Für näher Interessierte hier noch zwei Flyer zu Haithabu und Schleswig zum Download als PDF:

Flyer Haithabu (Seite 1)

Flyer Haithabu (Seite 2)

Flyer Schleswig (Seite 1)

Flyer Schleswig (Seite 2)

Flyer Schleswig (Seite 3)

Flyer Schleswig (Seite 4)

Außerdem haben wir in unserer Rubrik "Mittelalter Fakten" weitere Zahlen, Daten und Informationen über die Wikinger zusammengestellt. Zu dem betreffenden Artikel geht es hier.

Alles in Allem haben wir unsere Vereinsreise sehr genossen und dabei auch noch viel dazugelernt. Ich möchte diese Tage jedenfalls nicht missen und freue mich schon auf den nächsten „Bildungsausflug“ mit Vingólf – Haus der Freundschaft e. V…. und vielleicht ja dann auch mit Dir!

Unser Campingplatz

Da diese Vereinsreise Bestandteil unserer Sommerurlaube war, sollte auch das Vergnügen nicht zu kurz kommen. Als Unterkunft hatten wir uns für den Campingplatz Wees am Ostseefjord Schlei entschieden und ich kann an dieser Stelle ohne schlechtes Gewissen eine ernsthafte Empfehlung für diesen Campingplatz aussprechen. Die Mitarbeiter waren sehr freundlich, die Atmosphäre familiär. Es gab einen tollen Kinderspielplatz, kostenloses W-LAN, einen Bootsverleih, eine Badestelle und das wichtigste: sehr saubere Sanitäranlagen, eine Küche und auch die Möglichkeit Wäsche zu waschen. Alles zu fairen Konditionen und in tadellosem Zustand - an dieser Stelle dafür vielen Dank nach Missunde!
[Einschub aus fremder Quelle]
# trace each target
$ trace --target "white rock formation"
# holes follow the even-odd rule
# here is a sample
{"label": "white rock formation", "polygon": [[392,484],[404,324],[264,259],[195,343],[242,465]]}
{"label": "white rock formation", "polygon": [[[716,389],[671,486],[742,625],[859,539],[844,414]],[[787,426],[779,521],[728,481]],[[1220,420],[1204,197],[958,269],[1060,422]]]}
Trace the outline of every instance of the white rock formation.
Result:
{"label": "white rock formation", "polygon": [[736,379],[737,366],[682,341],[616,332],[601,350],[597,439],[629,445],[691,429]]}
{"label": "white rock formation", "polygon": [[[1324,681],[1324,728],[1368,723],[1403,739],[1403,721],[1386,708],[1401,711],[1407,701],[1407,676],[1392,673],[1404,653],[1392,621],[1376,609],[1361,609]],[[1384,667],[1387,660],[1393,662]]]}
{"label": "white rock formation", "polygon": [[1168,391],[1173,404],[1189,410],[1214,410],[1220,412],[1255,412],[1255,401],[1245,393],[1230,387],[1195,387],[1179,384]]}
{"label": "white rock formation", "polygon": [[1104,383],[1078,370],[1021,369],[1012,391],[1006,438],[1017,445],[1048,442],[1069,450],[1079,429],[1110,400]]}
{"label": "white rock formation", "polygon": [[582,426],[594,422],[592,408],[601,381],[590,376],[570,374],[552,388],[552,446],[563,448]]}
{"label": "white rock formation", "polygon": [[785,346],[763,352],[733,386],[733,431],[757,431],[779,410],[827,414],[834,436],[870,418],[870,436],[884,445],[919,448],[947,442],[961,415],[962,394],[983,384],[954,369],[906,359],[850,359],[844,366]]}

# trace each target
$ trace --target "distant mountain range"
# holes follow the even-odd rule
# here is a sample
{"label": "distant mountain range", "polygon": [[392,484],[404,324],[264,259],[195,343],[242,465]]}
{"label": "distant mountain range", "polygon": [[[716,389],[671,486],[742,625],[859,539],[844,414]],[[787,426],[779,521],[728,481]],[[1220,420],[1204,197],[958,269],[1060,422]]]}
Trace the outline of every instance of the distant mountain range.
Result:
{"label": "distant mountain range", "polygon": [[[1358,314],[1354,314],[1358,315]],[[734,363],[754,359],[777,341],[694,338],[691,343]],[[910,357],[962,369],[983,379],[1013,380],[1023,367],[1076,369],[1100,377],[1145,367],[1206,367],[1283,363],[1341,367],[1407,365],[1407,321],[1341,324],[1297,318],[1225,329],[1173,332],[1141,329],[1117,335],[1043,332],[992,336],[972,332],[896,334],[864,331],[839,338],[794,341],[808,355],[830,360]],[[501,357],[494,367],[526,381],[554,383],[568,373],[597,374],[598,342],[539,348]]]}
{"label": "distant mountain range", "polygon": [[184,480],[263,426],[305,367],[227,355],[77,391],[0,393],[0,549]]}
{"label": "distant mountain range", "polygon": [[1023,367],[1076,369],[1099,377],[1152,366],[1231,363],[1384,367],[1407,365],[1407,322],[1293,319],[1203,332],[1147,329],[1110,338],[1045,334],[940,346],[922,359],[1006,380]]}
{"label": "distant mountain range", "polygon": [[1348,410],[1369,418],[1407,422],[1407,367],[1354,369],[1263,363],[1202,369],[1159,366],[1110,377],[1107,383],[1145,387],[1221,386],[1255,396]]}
Nachfolgend noch einige Eindrücke von unserer Unterkunft...

Großsteingrab Missunde

Was uns vorher gar nicht klar war, war die Tatsache, dass Missunde selbst auch ein archäologisches Denkmal besitzt. Die Rede ist von einem Großsteingrab, dass schon lange vor Beginn des Mittelalters entstand, aber dennoch einen kurzen Besuch wert war...

Wie zum Geier haben die vor 4500 Jahren diese Brocken aufgestapelt?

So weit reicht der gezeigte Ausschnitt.